While the immunofluorescence and immunoblotting with the Flu-tacca probes clearly demonstrate that the predominant cellular target of the taccalonolides is indeed a covalent interaction with β-tubulin, we cannot rule out the possibility of other minor covalent or non-covalent targets. One important consideration is the finding that taccalonolides lacking the critical covalent binding moiety, the 22,23-epoxide, show no antiproliferative, cytotoxic, or microtubule bundling activities in cells and do not directly interact with tubulin in biochemical assays. The lack of any detectable target engagement or bioactivity of probes lacking this epoxide in the current study lends further support to the specificity of this interaction.
An unanticipated finding from the generation of the Flu-tacca probes in this study is the identification of a strategy to improve the binding affinity and microtubule stabilizing potency of the taccalonolides by targeting a binding pocket nearby the taccalonolide binding site that engages the M-loop of β-tubulin, which is integral in pharmacological microtubule stabilization18,35. These findings provide an opportunity to develop additional ‘drug-like’ taccalonolide analogues with sub-nanomolar cellular potency, which is desired for targeted drug delivery strategies (i.e., peptide- and antibody-drug conjugates) and paves the way for further development of the taccalonolides as microtubule stabilizers for cancer therapy.
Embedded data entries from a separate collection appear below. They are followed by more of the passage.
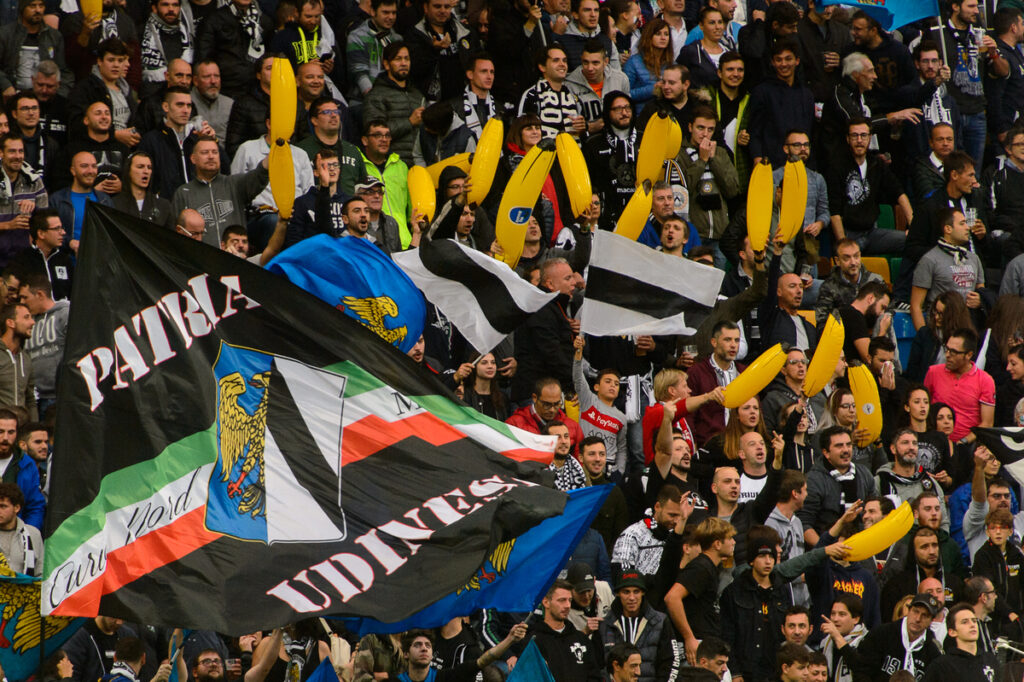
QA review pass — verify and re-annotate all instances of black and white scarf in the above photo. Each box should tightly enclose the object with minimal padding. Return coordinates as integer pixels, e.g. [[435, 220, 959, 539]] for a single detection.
[[938, 240, 968, 265], [231, 2, 265, 62], [141, 10, 194, 81]]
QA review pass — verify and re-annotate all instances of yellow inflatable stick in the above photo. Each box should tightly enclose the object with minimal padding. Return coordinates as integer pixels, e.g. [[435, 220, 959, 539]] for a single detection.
[[466, 117, 505, 205], [844, 502, 913, 561], [80, 0, 103, 18], [722, 343, 785, 408], [427, 152, 473, 188], [777, 160, 807, 244], [804, 314, 846, 398], [555, 133, 594, 217], [746, 162, 775, 251], [846, 365, 882, 447], [407, 166, 437, 224], [615, 181, 653, 242], [270, 57, 298, 144], [495, 141, 555, 268], [636, 112, 672, 187], [665, 117, 683, 161], [267, 142, 295, 218]]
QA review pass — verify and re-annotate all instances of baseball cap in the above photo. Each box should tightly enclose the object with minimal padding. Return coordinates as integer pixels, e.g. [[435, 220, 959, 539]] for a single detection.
[[565, 561, 596, 592], [910, 593, 942, 619], [355, 176, 384, 194]]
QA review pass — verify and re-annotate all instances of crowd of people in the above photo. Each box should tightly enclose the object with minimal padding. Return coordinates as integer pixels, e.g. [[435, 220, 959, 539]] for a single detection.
[[0, 0, 1024, 682]]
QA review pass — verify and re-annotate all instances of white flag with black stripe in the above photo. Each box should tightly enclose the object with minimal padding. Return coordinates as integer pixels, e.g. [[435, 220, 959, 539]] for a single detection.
[[392, 240, 557, 353], [580, 230, 725, 336]]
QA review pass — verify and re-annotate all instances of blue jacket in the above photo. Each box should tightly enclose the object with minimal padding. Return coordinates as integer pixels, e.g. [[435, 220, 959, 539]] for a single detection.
[[4, 451, 46, 530], [50, 187, 114, 244], [623, 54, 657, 105]]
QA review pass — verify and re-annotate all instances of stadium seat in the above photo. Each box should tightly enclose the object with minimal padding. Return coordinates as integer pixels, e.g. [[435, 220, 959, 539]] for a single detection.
[[860, 256, 893, 287]]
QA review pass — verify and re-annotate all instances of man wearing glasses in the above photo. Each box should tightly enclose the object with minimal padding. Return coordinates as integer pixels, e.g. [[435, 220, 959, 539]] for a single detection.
[[925, 327, 995, 442], [296, 97, 364, 195]]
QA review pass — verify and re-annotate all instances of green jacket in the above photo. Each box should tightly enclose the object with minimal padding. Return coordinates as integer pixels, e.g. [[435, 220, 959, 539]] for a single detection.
[[360, 153, 413, 249], [362, 73, 425, 165], [296, 133, 366, 196]]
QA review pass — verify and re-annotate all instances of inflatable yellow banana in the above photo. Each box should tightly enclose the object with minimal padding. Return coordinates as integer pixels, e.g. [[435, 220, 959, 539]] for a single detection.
[[778, 160, 807, 244], [665, 117, 683, 161], [615, 181, 652, 242], [804, 314, 846, 398], [722, 343, 785, 408], [427, 152, 473, 188], [495, 141, 555, 268], [270, 57, 298, 144], [746, 161, 775, 251], [637, 112, 672, 187], [466, 117, 505, 205], [844, 502, 913, 561], [407, 166, 437, 224], [267, 142, 295, 218], [555, 133, 594, 218], [846, 365, 882, 447]]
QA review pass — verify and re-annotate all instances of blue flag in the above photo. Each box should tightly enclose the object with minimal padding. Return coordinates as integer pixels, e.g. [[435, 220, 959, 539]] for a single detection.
[[818, 0, 939, 31], [266, 235, 427, 352], [0, 554, 85, 682], [306, 658, 338, 682], [344, 484, 612, 637], [506, 639, 555, 682]]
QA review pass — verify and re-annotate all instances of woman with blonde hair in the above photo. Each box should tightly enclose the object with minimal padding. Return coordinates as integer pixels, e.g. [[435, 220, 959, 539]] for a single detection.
[[623, 18, 675, 104]]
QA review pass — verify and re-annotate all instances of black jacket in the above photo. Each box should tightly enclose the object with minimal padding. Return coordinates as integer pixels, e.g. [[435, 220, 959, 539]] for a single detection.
[[530, 621, 604, 682], [512, 294, 575, 401], [844, 619, 937, 682], [136, 123, 199, 201], [195, 4, 273, 97], [922, 646, 999, 682]]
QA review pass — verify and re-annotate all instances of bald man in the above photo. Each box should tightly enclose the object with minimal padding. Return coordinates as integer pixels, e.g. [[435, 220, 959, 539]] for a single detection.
[[50, 152, 114, 253], [174, 209, 206, 242], [748, 261, 818, 357]]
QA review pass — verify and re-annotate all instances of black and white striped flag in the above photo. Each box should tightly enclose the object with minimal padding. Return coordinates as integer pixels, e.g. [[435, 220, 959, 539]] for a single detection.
[[580, 230, 725, 336], [393, 240, 556, 353]]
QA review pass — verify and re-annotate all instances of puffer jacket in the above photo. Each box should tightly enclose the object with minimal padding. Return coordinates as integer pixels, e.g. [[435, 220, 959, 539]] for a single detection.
[[597, 599, 682, 682], [362, 74, 424, 164]]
A further evaluation of the critical taccalonolide moieties and β-tubulin residues that mediate binding and biological activity will continue to provide mechanistic insight to optimize our models of taccalonolide binding and design more optimal semi-synthetic and possibly fully-synthetic taccalonolide-like compounds that could have efficacy in drug resistant models due to their irreversible target binding. Additionally, the fluorogenic taccalonolide-based probes represent highly specific, irreversible tubulin-labeling probes that have superior utilities as compared to commercial taxane-based probes.
Methods
Synthesis of taccalonolide probes
The detailed procedures for the synthesis of taccalonolide probes 3–12 are described in Supplementary Methods and reaction schemes provided in Supplementary Figs. 82–96.
Computational modeling
The computational modeling experiments were conducted using the Schrödinger Small-Molecule Drug Discovery Suite (2018-4). The crystal structure 5EZY was downloaded from PDB and optimized using the Protein Preparation Wizard following the standard protocol36. Briefly, the structure was first preprocessed by assigning bond orders, adding hydrogen atoms, creating zero-bond orders to metals, and creating disulfide bonds between two sulfur atoms within 3.2 Å from each other. Prime was used to predict and fill in the missing side chains. Water molecules beyond 5 Å from het groups were removed. To further optimize the model, the H-bond assignment was optimized by sampling water orientations and using PROPKA to assign protonation states of side chains at pH 7.0. All Asp, Glu, Arg, and Lys residues were left in their charged state and the proper His tautomer was also manually selected to maximize hydrogen bonding. Next, a brief relaxation was performed on the structure. This is a two-part procedure that consists of optimizing hydroxyl and thiol torsions in the first stage followed by an all-atom constrained minimization in the second stage to relieve clashes. The minimization was terminated when the RMSD reached a maximum value of 0.30 Å. The optimized protein structure was simplified by only retaining chain B comprising the taccalonolide AJ-β-tubulin complex and removing the other 5 chains. All water molecules were removed except for the one that formed H-bonds between β-tubulin T223 and the 26-carbonyl group of taccalonolide AJ.
The ligand structures were optimized using the Ligand Preparation Wizard (LigPrep)36. Briefly, energy minimization of the ligands was conducted using the OPLS3 force field. The ionization states were generated at pH 7.0 using Epik and the dominating tautomer of each ligand was retained for docking experiments.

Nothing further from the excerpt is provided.